# Cathy O’Neil: Data Science – The Problem Isn’t Statisticians, It’s Too Many Poseurs

By Cathy O’Neil, a data scientist who lives in New York City and writes at mathbabe.org

Cosma Shalizi

I recently was hugely flattered by my friend Cosma Shalizi’s articulate argument against my position that data science distinguishes itself from statistics in various ways.

Cosma is a well-read broadly educated guy, and a role model for what a statistician can be, not that every statistician lives up to hist standard. I’ve enjoyed talking to him about data, big data, and working in industry, and I’ve blogged about his blogposts as well.

That’s not to say I agree with absolutely everything Cosma says in his post: in particular, there’s a difference between being a master at visualizations for the statistics audience and being able to put together a power point presentation for a board meeting, which some data scientists in the internet start-up scene definitely need to do (mostly this is a study in how to dumb stuff down without letting it become vapid, and in reading other people’s minds in advance to see what they find sexy).

And communications skills are a funny thing; my experience is communicating with an academic or a quant is a different kettle of fish than communicating with the Head of Product. Each audience has its own dialect.

But I totally believe that any statistician who willingly gets a job entitled “Data Scientist” would be able to do these things, it’s a self-selection process after all.

Statistics and Data Science are on the same team

I think that casting statistics as the enemy of data science is a straw man play. The truth is, an earnest, well-trained and careful statistician in a data scientist role would adapt very quickly to it and flourish as well, if he or she could learn to stomach the business-speak and hype (which changes depending on the role, and for certain data science jobs is really not a big part of it, but for others may be).

It would be a petty argument indeed to try to make this into a real fight. As long as academic statisticians are willing to admit they don’t typically spend just as much time (which isn’t to say they never spend as much time) worrying about how long it will take to train a model as they do wondering about the exact conditions under which a paper will be published, and as long as data scientists admit that they mostly just redo linear regression in weirder and weirder ways, then there’s no need for a heated debate at all.

Let’s once and for all shake hands and agree that we’re here together, and it’s cool, and we each have something to learn from the other.

Posers

What I really want to rant about today though is something else, namely posers. There are far too many posers out there in the land of data scientists, and it’s getting to the point where I’m starting to regret throwing my hat into that ring.

Without naming names, I’d like to characterize problematic pseudo-mathematical behavior that I witness often enough that I’m consistently riled up. I’ll put aside hyped-up, bullshit publicity stunts and generalized political maneuvering because I believe that stuff speaks for itself.

My basic mathematical complaint is that it’s not enough to just know how to run a black box algorithm. You actually need to know how and why it works, so that when it doesn’t work, you can adjust. Let me explain this a bit by analogy with respect to the Rubik’s cube, which I taught my beloved math nerd high school students to solve using group theory just last week.

Rubiks

First we solved the “position problem” for the 3-by-3-by-3 cube using 3-cycles, and proved it worked, by exhibiting the group acting on the cube, understanding it as a subgroup of $latex S_8 \times S_{12},$ and thinking hard about things like the sign of basic actions to prove we’d thought of and resolved everything that could happen. We solved the “orientation problem” similarly, with 3-cycles.
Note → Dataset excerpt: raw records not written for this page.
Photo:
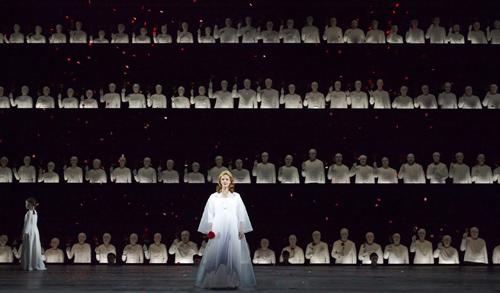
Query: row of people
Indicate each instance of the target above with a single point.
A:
(264, 98)
(343, 251)
(313, 170)
(248, 33)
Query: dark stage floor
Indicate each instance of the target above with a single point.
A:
(270, 279)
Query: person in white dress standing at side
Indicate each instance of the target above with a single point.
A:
(31, 253)
(226, 261)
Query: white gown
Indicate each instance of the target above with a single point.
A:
(226, 261)
(31, 253)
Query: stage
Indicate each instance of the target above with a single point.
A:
(270, 279)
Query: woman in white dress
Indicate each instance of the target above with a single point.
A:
(31, 253)
(226, 262)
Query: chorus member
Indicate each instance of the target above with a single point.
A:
(422, 248)
(111, 99)
(288, 173)
(393, 37)
(313, 169)
(336, 97)
(78, 36)
(4, 100)
(184, 36)
(481, 173)
(447, 99)
(6, 174)
(49, 175)
(195, 176)
(158, 99)
(333, 33)
(268, 97)
(468, 100)
(96, 175)
(37, 37)
(314, 99)
(133, 252)
(317, 250)
(16, 37)
(338, 173)
(363, 173)
(396, 253)
(474, 247)
(247, 97)
(415, 35)
(460, 172)
(454, 35)
(265, 172)
(223, 98)
(58, 37)
(248, 33)
(492, 98)
(496, 255)
(411, 172)
(354, 35)
(207, 37)
(369, 247)
(493, 35)
(358, 99)
(24, 101)
(296, 253)
(445, 253)
(291, 100)
(180, 101)
(163, 37)
(375, 35)
(142, 38)
(54, 254)
(227, 34)
(269, 35)
(121, 174)
(380, 98)
(101, 38)
(45, 101)
(436, 34)
(80, 252)
(240, 174)
(102, 251)
(69, 102)
(385, 174)
(120, 37)
(169, 175)
(310, 32)
(426, 100)
(88, 101)
(201, 101)
(26, 173)
(476, 35)
(156, 253)
(289, 35)
(264, 255)
(437, 172)
(135, 99)
(73, 173)
(344, 250)
(403, 101)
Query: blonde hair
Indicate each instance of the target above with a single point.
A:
(231, 178)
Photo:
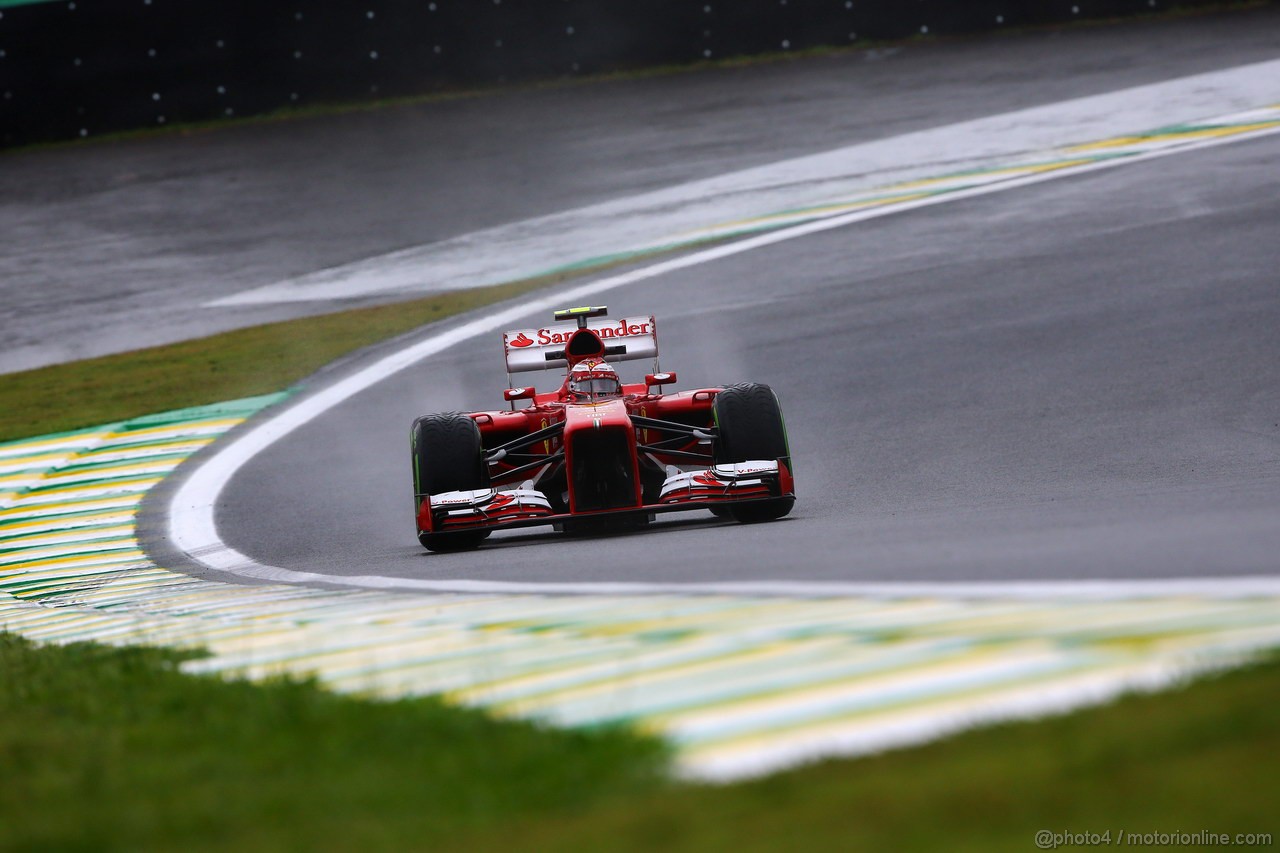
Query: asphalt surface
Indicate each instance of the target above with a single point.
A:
(1070, 381)
(114, 245)
(1075, 379)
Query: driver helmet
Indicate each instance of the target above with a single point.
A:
(592, 381)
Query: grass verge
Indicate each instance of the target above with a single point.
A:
(243, 363)
(114, 749)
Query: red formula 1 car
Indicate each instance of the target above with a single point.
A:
(598, 454)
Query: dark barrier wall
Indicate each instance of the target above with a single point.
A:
(73, 68)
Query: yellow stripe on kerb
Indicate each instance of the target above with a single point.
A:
(737, 683)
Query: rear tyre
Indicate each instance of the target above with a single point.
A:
(447, 457)
(750, 427)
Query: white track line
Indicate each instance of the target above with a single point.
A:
(193, 530)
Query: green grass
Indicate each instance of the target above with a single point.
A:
(231, 365)
(114, 749)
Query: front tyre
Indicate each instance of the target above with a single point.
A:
(447, 457)
(750, 427)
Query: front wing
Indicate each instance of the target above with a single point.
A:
(524, 506)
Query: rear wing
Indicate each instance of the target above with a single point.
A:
(625, 340)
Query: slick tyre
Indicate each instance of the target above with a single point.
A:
(750, 427)
(447, 457)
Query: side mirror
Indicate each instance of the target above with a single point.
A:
(512, 395)
(658, 379)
I did this three times, with the three classes, and each time a student would ask me if the algorithm is efficient. No, it’s not efficient, it takes about 4 minutes, and other people can solve it way faster, I’d explain. But the great thing about this algorithm is that it seamlessly generalizes to other problems. Using similar sign arguments and basic 3-cycle moves, you can solve the 7-by-7-by-7 (or any of them actually) and many other shaped Rubik’s-like puzzles as well, which none of the “efficient” algorithms can do.

Something I could have mentioned but didn’t is that the efficient algorithms are memorized by their users, are basically black-box algorithms. I don’t think people understand to any degree why they work. And when they are confronted with a new puzzle, some of those tricks generalize but not all of them, and they need new tricks to deal with centers that get scrambled with “invisible orientations”. And it’s not at all clear they can solve a tetrahedron puzzle, for example, with any success.
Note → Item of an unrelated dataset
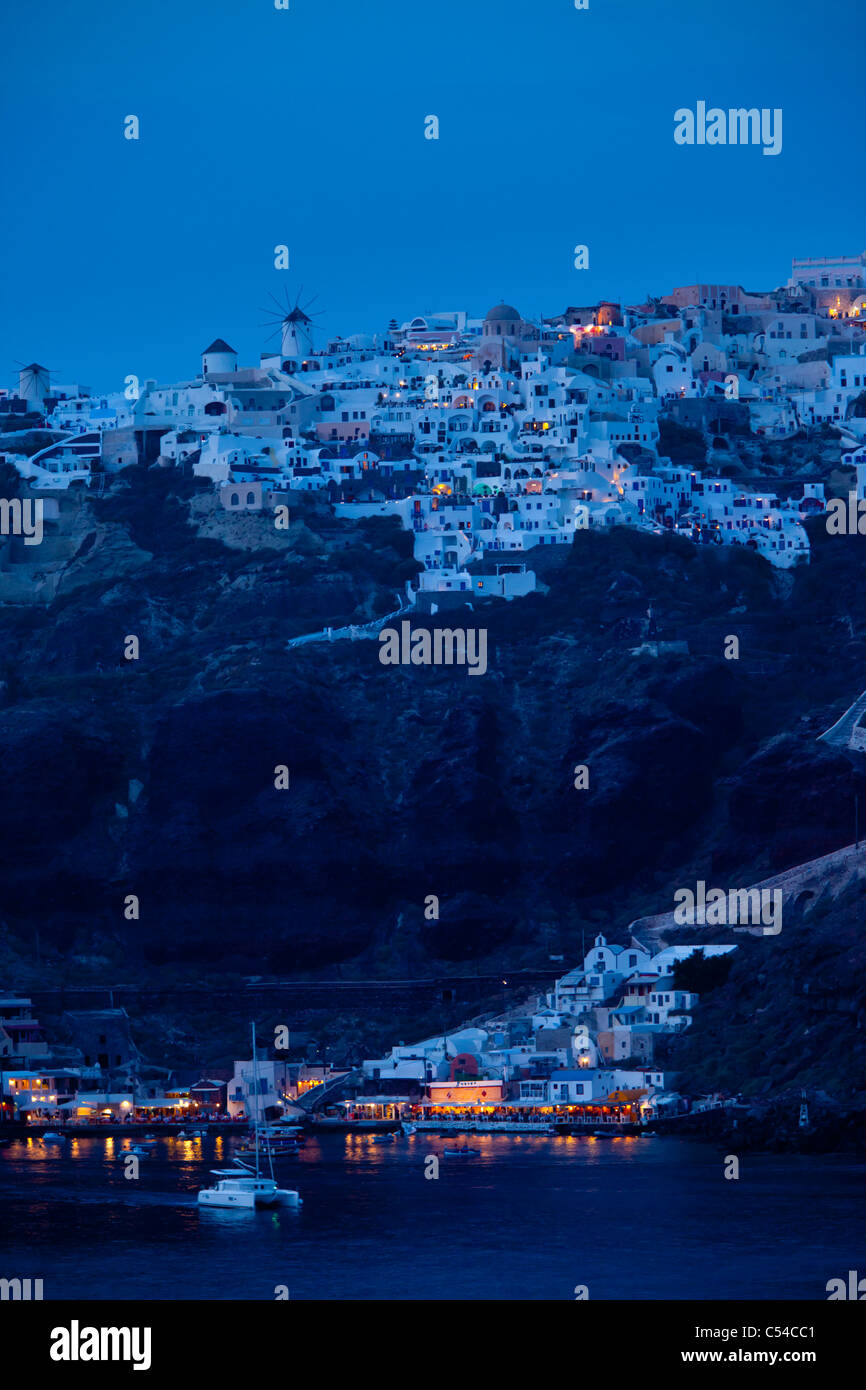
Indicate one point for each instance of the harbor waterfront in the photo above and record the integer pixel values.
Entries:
(527, 1216)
Back to data science. It’s a good thing that data algorithms are getting democratized, and I’m all for there being packages in R or Octave that let people run clustering algorithms or steepest descent.

But, contrary to the message sent by much of Andrew Ng’s class on machine learning, you actually do need to understand how to invert a matrix at some point in your life if you want to be a data scientist. And, I’d add, if you’re not smart enough to understand the underlying math, then you’re not smart enough to be a data scientist.

I’m not being a snob. I’m not saying this because I want people to work hard. It’s not a laziness thing, it’s a matter of knowing your shit and being for real. If your model fails, you want to be able to figure out why it failed. The only way to do that is to know how it works to begin with. Even if it worked in a given situation, when you train on slightly different data you might run into something that throws it for a loop, and you’d better be able to figure out what that is. That’s your job.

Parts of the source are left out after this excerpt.